Exhibit 10.3
REGISTRATION RIGHTS AGREEMENT
THIS REGISTRATION RIGHTS AGREEMENT (this “Agreement”) is made and entered into as of October 21, 2022, by and between Taysha Gene Therapies, Inc., a Delaware corporation (the “Company”), with its principal place of business at 3000 Pegasus Park Drive, Ste 1430, Dallas Texas, 75247 and Audentes Therapeutics, Inc. (d/b/a Astellas Gene Therapy) a Delaware corporation (the “Purchaser”), with its principal place of business at 600 California Street, 17th Floor, San Francisco, CA 94108 and shall become effective as of the Closing.
RECITALS
A. In connection with the Securities Purchase Agreement, by and between the Company and the Purchaser, dated as of October 21, 2022 (the “Purchase Agreement”), the Company has agreed, upon the terms and conditions stated in the Purchase Agreement, to issue and sell to the Purchaser on the Closing Date shares of Company Common Stock (the “Shares”); and
B. To induce the Purchaser to execute and deliver the Purchase Agreement, the Company has agreed to provide certain registration rights under the Securities Act, and applicable state securities laws.
AGREEMENT
NOW, THEREFORE, IN CONSIDERATION of the mutual covenants contained in this Agreement, and for other good and valuable consideration the receipt and adequacy of which are hereby acknowledged, the Company and the Purchaser agree as follows:
ARTICLE I
DEFINITIONS
Capitalized terms used and not otherwise defined herein shall have the meanings given such terms in the Purchase Agreement. In addition to the terms defined elsewhere in this Agreement, the following terms shall have the following meanings:
“Board” means the Board of Directors of the Company.

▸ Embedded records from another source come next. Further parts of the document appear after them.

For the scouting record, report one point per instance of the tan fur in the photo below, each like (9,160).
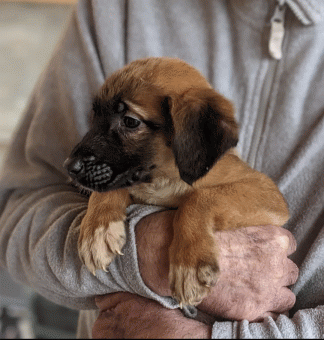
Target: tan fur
(230,195)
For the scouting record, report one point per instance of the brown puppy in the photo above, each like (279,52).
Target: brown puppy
(161,135)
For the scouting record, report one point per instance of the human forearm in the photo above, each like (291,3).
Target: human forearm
(38,242)
(255,269)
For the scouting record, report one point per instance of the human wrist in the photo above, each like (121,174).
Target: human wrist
(153,238)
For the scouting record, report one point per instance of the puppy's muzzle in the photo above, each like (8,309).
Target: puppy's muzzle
(88,173)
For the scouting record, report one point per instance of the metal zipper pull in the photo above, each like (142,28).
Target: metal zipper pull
(277,31)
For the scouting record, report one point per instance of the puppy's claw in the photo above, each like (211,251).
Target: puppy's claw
(190,285)
(98,249)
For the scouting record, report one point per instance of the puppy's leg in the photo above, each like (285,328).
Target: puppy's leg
(193,252)
(102,230)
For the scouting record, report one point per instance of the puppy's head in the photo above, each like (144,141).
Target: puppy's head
(154,117)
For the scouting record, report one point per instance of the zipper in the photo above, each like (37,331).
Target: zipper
(275,50)
(277,31)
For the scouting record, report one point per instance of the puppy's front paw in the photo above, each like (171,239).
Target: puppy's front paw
(98,245)
(190,277)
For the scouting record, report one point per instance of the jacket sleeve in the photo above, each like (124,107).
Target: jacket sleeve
(306,324)
(40,212)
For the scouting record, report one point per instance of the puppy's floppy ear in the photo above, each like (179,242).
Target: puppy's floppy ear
(204,129)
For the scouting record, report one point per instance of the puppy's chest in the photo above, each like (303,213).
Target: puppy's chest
(162,191)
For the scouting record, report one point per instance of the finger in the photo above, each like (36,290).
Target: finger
(261,318)
(292,243)
(284,301)
(292,275)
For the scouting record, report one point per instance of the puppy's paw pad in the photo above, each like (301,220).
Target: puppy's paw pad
(116,237)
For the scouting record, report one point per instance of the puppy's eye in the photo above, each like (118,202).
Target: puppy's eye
(131,122)
(121,107)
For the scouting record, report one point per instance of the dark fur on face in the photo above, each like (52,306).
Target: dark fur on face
(136,121)
(159,130)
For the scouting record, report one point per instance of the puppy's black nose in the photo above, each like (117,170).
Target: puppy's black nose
(74,166)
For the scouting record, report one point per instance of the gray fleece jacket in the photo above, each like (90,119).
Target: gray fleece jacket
(279,103)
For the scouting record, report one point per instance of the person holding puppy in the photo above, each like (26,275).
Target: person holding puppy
(280,113)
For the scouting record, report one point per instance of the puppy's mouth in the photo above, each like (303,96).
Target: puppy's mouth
(101,177)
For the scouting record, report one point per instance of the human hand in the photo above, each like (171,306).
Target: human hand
(254,268)
(129,316)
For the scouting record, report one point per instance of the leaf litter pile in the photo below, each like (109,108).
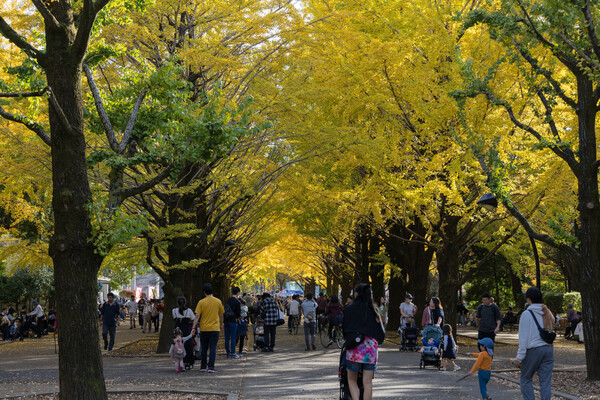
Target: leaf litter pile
(573,383)
(147,347)
(143,396)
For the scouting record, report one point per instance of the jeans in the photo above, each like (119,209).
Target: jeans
(481,335)
(108,330)
(230,336)
(270,336)
(540,359)
(291,319)
(132,318)
(208,342)
(6,331)
(309,329)
(484,378)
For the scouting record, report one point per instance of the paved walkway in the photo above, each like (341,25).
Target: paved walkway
(289,373)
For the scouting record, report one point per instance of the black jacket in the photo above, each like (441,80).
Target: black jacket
(236,307)
(359,317)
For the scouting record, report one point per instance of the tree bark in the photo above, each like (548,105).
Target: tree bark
(76,261)
(589,215)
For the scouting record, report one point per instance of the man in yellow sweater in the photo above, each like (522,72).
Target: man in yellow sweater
(483,364)
(209,312)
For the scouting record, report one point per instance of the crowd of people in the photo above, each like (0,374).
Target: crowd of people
(34,323)
(361,318)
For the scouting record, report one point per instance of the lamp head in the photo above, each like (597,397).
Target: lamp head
(488,201)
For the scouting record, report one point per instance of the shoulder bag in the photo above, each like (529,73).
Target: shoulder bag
(546,335)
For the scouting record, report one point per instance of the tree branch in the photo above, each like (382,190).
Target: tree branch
(546,74)
(131,123)
(26,94)
(514,211)
(110,134)
(59,111)
(134,191)
(49,19)
(32,126)
(87,18)
(19,41)
(591,28)
(568,157)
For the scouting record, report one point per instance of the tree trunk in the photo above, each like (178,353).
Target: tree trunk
(76,261)
(589,215)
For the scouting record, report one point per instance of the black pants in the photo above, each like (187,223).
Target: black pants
(241,342)
(270,336)
(481,335)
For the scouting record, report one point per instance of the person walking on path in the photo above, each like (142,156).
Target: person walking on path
(426,317)
(270,313)
(361,319)
(321,307)
(209,316)
(148,312)
(109,315)
(131,306)
(449,348)
(437,312)
(534,354)
(177,350)
(407,310)
(309,309)
(293,311)
(483,365)
(38,313)
(489,318)
(231,318)
(183,317)
(335,316)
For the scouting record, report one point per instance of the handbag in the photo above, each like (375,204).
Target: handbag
(353,339)
(280,320)
(546,335)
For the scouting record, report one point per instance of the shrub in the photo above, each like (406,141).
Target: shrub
(554,301)
(572,298)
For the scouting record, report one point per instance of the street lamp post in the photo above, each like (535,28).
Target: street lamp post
(490,203)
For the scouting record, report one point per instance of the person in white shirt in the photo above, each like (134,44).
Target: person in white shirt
(131,306)
(534,354)
(294,311)
(38,313)
(407,310)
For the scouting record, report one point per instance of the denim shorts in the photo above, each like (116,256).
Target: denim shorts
(355,367)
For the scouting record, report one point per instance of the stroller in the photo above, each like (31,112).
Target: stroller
(343,377)
(258,331)
(428,357)
(409,334)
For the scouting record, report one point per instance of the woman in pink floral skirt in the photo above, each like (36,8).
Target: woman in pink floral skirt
(364,332)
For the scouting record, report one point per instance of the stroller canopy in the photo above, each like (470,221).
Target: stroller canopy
(431,332)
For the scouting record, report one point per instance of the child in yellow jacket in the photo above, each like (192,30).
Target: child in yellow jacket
(483,365)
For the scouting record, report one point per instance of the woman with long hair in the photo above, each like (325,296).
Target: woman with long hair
(364,332)
(184,317)
(437,312)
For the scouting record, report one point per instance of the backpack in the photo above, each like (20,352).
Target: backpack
(178,349)
(228,315)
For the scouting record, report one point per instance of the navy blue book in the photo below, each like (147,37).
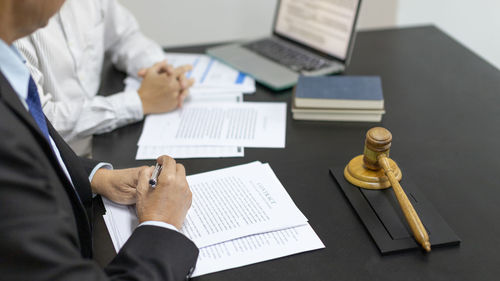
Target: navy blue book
(339,92)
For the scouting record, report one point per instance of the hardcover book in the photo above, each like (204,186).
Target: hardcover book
(340,92)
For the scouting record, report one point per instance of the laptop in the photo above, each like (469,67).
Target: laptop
(310,37)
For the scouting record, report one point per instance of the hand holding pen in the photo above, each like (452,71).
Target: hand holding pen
(170,198)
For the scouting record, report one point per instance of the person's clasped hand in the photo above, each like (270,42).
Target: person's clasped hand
(164,87)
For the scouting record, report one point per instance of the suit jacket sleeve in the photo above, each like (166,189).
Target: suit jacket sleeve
(39,237)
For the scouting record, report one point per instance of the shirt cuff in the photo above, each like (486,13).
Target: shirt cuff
(160,224)
(97,167)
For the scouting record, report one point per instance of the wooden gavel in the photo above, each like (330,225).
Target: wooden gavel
(375,170)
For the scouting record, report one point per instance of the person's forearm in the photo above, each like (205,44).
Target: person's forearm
(75,120)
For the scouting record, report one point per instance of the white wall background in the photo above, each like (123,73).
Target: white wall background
(476,24)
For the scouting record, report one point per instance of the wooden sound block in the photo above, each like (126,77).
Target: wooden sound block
(356,173)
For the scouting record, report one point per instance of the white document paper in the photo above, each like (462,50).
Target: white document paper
(227,204)
(193,151)
(239,252)
(257,248)
(212,74)
(145,152)
(218,215)
(249,124)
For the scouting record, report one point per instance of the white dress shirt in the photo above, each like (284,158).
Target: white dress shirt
(14,70)
(65,59)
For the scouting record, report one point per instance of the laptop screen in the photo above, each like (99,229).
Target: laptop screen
(324,25)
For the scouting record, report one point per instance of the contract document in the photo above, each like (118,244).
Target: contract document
(145,152)
(257,248)
(231,203)
(192,151)
(239,216)
(249,124)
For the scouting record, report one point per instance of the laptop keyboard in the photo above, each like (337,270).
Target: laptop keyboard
(293,58)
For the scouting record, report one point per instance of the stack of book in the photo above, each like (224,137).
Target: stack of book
(338,98)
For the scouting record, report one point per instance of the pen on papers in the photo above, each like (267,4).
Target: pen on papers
(154,177)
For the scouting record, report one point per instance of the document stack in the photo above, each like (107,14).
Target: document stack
(338,98)
(239,215)
(214,121)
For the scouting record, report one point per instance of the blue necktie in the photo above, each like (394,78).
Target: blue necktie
(35,108)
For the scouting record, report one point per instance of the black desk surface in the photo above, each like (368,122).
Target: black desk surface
(443,109)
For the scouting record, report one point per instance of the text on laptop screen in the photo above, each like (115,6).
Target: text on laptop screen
(325,25)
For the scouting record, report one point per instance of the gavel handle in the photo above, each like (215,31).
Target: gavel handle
(411,215)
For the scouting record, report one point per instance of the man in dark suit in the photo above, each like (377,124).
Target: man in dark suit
(46,190)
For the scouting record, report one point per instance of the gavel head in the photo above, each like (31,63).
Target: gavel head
(378,141)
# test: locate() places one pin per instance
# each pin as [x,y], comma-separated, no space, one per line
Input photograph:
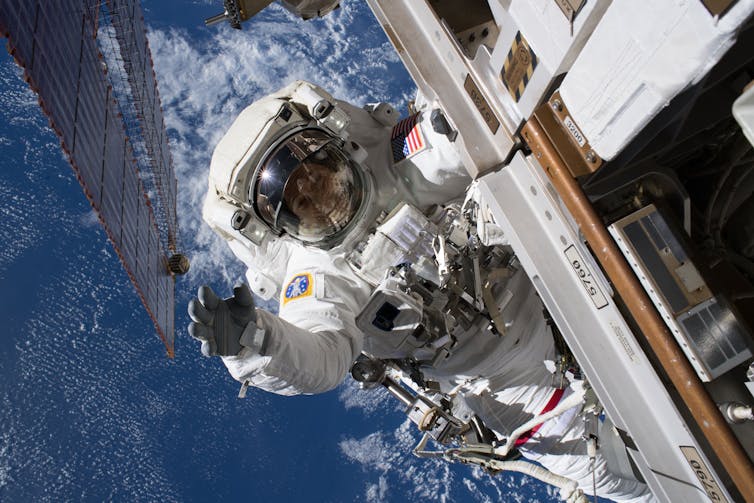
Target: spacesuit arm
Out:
[293,360]
[311,345]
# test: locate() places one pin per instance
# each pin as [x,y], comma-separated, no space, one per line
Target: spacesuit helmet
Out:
[308,188]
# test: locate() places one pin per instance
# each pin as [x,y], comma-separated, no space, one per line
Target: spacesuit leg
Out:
[560,447]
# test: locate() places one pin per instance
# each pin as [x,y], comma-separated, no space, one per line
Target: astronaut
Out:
[361,226]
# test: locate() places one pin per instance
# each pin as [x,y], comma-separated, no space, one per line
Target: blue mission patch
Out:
[300,286]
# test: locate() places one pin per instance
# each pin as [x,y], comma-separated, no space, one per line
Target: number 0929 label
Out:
[587,280]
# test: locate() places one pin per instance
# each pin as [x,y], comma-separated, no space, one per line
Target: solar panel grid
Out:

“Effectiveness Deadline” means the earlier of (i) the two hundred and tenth (210th) day following the Closing Date if the Commission notifies the Company that it will “review” the Initial Registration Statement and (ii) the third (3rd) day after the date the Company is notified (orally or in writing, whichever is earlier) by the Commission that the Initial Registration Statement will not be “reviewed” or will not be subject to further review.
“Filing Date” means the one hundred and eightieth (180th) day following the Closing Date; provided, however, that if the Filing Date falls on a day that is not a Business Day, then the Filing Date shall be extended to the next Business Day.
“Free Writing Prospectus” means a free writing prospectus, as that term is defined in Rule 405 promulgated by the Commission pursuant to the Securities Act.